As an enthusiast of mental math calculations, here is what I think he did. Since he knew the basic approximations like you mentioned, he surely must have memorized the magnitude of the error: $$10-e^{2.3} = 0.02517...$$

But this is approximately $\dfrac{1}{4}\cdot 10^{-1}$. So basically it means you divide by $4$ and shift the decimal by one.

Thus, he can see that a better approximation for $e^{3.3}$ would be $10e-\dfrac{e}{4}\dfrac{1}{10} = 27.1828... - 0.068.. = 27.1125.$

This method of mine takes literally couple of seconds and obtains an approximation almost the same as Feynman did, so perhaps he did something similar.

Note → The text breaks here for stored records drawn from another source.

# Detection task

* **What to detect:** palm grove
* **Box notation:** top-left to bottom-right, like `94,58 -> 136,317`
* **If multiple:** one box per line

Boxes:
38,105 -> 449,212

There is no magic in mental calculations - you just get used to seeing lots of numbers and figuring out how to deal with them. Like, it is better to divide by $4$ instead of multiplying by $0.25$, which is what I did above.


According to the book (p. 124 here), he knew $\log 10 \approx 2.3026$. Feynman ostensibly used the trivial linear approximation of $e^x$:

$$e^x\approx 1+x$$

which works well for small values of $x$.

Thus:

$$e^{3.3} = e^1\cdot e^{2.3026-0.0026} \approx e\cdot10\cdot e^{-0.0026}\approx 10e(1-0.0026) = 27.1121\dots$$

The correction adds two more correct decimal places and is quite easy to compute by hand.

Feynman used a similar trick to compute cubed roots faster than a man with an abacus (p. 127).